However - put these together and you may have something closer to the concept of data mining. Data mining collates information - masses of it, and perhaps seemingly disparate - and looks at it in a new way to reveal something new; something previously unknown. Bilder cites an apocryphal example of data mining which despite lack of veracity espouses the spirit: a supermarket discovered that people who buy nappies (sorry, Geoff; I can't bring myself to use the word d*apers) will also often buy beer. More prosaically, data mining helped researchers make the connection between magnesium deficiency and migraine.

Text mining is an extension of data mining.
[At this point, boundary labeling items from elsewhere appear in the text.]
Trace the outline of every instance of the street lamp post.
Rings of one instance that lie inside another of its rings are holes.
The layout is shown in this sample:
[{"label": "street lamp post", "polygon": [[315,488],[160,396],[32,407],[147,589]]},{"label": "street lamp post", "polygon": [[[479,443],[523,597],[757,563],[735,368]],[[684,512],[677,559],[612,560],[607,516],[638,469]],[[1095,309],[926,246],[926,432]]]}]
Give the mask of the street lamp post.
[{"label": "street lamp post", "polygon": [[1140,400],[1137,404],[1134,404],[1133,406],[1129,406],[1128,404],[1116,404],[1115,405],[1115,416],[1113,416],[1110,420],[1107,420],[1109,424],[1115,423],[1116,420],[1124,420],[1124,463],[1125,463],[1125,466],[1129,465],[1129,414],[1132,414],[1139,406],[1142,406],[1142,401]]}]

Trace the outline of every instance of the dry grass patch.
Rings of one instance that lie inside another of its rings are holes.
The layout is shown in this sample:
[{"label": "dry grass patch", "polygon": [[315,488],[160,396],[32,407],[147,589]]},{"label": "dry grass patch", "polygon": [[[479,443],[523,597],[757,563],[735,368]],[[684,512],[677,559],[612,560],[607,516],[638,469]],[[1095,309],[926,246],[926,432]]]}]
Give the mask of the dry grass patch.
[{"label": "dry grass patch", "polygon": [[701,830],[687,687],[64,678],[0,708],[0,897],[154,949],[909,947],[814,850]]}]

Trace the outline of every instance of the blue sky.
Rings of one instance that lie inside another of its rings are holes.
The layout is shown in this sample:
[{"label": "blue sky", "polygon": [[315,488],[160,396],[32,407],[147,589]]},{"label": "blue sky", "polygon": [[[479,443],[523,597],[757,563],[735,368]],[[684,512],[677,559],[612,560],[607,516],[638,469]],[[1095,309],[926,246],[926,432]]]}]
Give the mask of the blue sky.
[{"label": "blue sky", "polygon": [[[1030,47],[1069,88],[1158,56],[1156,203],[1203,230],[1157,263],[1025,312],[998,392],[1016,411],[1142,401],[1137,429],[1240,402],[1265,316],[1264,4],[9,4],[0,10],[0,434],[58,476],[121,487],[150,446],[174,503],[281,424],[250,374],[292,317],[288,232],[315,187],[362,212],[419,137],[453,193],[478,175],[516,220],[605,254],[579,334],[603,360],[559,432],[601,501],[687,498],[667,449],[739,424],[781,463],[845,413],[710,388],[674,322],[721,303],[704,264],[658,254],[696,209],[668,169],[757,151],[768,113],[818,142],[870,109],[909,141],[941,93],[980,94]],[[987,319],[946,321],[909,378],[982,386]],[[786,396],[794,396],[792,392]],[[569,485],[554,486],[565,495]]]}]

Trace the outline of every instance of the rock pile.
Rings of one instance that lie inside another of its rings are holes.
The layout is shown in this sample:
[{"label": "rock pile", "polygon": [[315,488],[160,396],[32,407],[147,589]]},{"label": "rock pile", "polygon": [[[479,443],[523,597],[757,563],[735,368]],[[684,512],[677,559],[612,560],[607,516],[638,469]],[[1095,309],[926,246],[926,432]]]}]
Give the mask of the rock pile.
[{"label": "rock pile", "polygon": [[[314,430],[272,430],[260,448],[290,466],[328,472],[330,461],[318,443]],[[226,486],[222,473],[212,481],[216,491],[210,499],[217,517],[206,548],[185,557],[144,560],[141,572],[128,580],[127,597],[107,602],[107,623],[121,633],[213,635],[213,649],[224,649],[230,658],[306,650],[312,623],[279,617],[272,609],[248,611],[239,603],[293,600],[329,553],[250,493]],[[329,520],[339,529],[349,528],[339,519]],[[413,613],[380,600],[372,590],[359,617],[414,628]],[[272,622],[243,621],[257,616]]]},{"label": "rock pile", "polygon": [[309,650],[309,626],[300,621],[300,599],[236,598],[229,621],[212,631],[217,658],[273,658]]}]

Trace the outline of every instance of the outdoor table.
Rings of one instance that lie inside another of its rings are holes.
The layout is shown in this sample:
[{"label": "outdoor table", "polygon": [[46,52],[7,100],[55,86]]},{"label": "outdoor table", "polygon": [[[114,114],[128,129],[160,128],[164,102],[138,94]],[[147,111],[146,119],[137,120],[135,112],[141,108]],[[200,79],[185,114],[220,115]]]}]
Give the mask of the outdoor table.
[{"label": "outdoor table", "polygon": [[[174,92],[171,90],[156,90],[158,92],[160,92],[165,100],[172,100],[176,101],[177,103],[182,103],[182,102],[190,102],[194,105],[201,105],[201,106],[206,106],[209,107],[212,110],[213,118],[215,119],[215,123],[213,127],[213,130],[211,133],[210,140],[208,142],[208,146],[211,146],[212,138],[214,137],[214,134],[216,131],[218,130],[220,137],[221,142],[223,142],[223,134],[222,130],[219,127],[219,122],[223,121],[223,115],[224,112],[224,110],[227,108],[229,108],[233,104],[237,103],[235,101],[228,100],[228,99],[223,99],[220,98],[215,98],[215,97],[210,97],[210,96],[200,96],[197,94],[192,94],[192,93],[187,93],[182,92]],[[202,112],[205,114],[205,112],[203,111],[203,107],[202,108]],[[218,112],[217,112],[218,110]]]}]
There's a false belief out there that people want to read scholarly articles - yet lots of evidence that suggests they are doing everything within their power to avoid reading, because they can't keep up with the literature. Text mining helps us to extract the core facts - from data that is designed for human, not machine, reading. It parses texts for data which can be reliably extracted and interpreted to create keyword-type labels for that text.

Bilder showcased the Gate tool (General Architecture for Text Engineering) and noted that it has more or less accuracy/value depending on the subject area and type of text being mined. But then comes the crunch: "the thing that keeps striking me is: if hiding information in unstructured text is a problem, shouldn't we be exploring new ways to publish?"

So Bilder proposes some new approaches which we could deploy to help users avoid text/data mining in future. He used an initial example of human reading being able to identify the different reasons why words in different types of phrase might be italicised (for emphasis; because the word is foreign; etc). He then showed the machine-readable version of the example, which would require the words not simply to be tagged with italic tags, but to be tagged with more useful, more granular tags denoting the different meanings intended by the italicisation. Bilder cited IngentaConnect's semantic tagging of data which can then be machine read by, for example, social bookmarking tools and RSS readers.

He then introduced Nature Publishing's Open Text Mining Initiative which moves beyond tagging of metadata to tagging of full text, to enable researchers to make use of a full article without necessarily having access to the human-readable full text. An OTMI file pre-identifies the number of times particular words appear in the article, and includes out of order snippets - so that a text mining tool can make use of the text, but humans cannot read it. OTMI thus allows providers to open up paid archives of content to allow machines to mine it, thus making it more useful for users.

But oh, says Bilder, so much more is possible (and everyone in the room sits wide-eyed with wonder at this emerging new dawn).

The semantic web, he reminds us, is "web as database", where every item of information is categorised to aid its integration and usage elsewhere in the web. Information items are identified as either subjects (Bill), predicates (is the brother of) or objects (Ben), which are then linked together in a simple data structure called a "triple" (Bill is the brother of Ben). A query language (such as SPARQL) can be pointed at an RDF data file (made up of triples) thus enabling the web to be queried in a way that was previously restricted to databases.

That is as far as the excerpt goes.